An analogy to understand the difference:
Basic authentication:
To understand how Basic Authentication actually works, here is an analogy. Imagine the following scenario: You fly abroad, leave the plane and are heading for the border control. Instead of showing your passport, you tell the security officer: “Hi, my name is John Doe, my password is XYZ and I’m originally from Germany”. With this information, the security officer gives the national authorities in Germany a call and explains the following: “There’s a guy at my desk who wants to enter our country. He says he’s from Germany, his name is John Doe and his password is XYZ. Is that correct?”. The authorities check the information and confirm it. So, the security officer is happy to tell you that your information is correct and you’re allowed to enter the country. There are no additional checks like a passport with additional information like a photo, etc. How would the security officer know you are the person you are claiming to be? And anyone who knows your name and your password could pretend to be you.
Modern authentication:
How would Modern Authentication look like in our airport analogy? With Modern Authentication, the procedure seems quite familiar: You fly abroad, leave the plane and go to the security officer at the border control. The officer asks to see your passport on which he can find all the important information needed to identify who you are and where you are from. This information is protected by anti-forgery mechanisms. In the digital word, the passport is what we call an ID token. This token contains important information: who you are, who created the token, how long it is valid, etc.

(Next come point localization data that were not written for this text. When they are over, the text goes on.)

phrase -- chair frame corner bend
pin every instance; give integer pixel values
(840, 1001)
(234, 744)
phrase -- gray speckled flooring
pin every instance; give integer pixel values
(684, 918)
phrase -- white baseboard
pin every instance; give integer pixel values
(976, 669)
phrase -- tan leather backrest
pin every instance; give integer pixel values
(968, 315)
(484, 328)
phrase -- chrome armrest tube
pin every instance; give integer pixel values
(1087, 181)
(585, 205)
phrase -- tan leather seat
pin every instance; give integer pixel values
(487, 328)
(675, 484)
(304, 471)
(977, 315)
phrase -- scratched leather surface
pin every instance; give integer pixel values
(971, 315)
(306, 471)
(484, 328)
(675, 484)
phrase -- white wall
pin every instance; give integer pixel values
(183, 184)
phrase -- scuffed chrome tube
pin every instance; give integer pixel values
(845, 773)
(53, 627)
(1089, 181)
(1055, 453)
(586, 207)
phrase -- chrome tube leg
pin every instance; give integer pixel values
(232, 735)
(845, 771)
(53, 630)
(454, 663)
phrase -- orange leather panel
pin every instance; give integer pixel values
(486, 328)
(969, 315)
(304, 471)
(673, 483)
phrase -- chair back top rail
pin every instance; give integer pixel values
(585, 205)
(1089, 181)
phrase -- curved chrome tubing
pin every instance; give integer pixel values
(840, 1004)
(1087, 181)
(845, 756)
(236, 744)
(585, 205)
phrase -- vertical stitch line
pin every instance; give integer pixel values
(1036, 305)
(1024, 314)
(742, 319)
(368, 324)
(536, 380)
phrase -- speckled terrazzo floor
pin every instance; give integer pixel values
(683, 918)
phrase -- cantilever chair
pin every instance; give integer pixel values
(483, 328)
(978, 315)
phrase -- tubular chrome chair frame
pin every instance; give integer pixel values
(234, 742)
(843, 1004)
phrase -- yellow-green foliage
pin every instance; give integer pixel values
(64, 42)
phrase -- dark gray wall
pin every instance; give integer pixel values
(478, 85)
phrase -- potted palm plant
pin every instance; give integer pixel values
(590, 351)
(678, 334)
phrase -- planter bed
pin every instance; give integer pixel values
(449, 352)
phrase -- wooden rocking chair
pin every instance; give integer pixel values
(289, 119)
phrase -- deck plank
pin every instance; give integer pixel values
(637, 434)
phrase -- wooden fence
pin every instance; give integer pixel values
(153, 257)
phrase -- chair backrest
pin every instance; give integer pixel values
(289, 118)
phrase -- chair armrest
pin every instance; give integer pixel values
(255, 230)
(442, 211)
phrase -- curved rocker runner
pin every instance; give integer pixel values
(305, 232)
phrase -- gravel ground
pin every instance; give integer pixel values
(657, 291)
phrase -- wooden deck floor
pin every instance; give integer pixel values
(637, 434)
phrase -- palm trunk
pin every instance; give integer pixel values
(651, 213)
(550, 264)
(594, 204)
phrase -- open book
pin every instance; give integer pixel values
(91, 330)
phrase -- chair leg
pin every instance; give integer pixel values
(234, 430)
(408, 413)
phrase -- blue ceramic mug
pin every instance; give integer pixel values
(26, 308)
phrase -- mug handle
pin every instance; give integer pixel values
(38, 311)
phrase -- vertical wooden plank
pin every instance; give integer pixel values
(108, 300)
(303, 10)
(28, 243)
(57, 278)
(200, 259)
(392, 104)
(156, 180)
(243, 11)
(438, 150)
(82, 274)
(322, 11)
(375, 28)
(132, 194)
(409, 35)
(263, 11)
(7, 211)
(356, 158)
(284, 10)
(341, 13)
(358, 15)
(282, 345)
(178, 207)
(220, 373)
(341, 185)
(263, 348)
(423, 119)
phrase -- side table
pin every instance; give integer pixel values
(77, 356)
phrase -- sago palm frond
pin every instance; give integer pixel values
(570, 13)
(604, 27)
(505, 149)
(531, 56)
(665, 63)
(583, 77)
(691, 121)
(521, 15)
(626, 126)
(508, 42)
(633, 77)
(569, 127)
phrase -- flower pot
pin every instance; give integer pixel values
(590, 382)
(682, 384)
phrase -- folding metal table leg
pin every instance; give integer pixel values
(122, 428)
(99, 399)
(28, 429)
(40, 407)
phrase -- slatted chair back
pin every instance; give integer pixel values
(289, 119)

A bit of the actual differences (not an analogy):
Basic authentication has some drawbacks: Information is sent over the network as cleartext. It is sent in an unencrypted format. Any password sent using basic authentication can easily be decoded.
Modern authentication uses security tokens during the authentication process. Security tokens allow a client application like Outlook (email client) to access protected resources on a resource server like Exchange (email server). Authentication tokens identify a user — the person — that is using the app. Tokens are secured in a number of ways. This ensures they cannot be shared or maliciously used by anyone.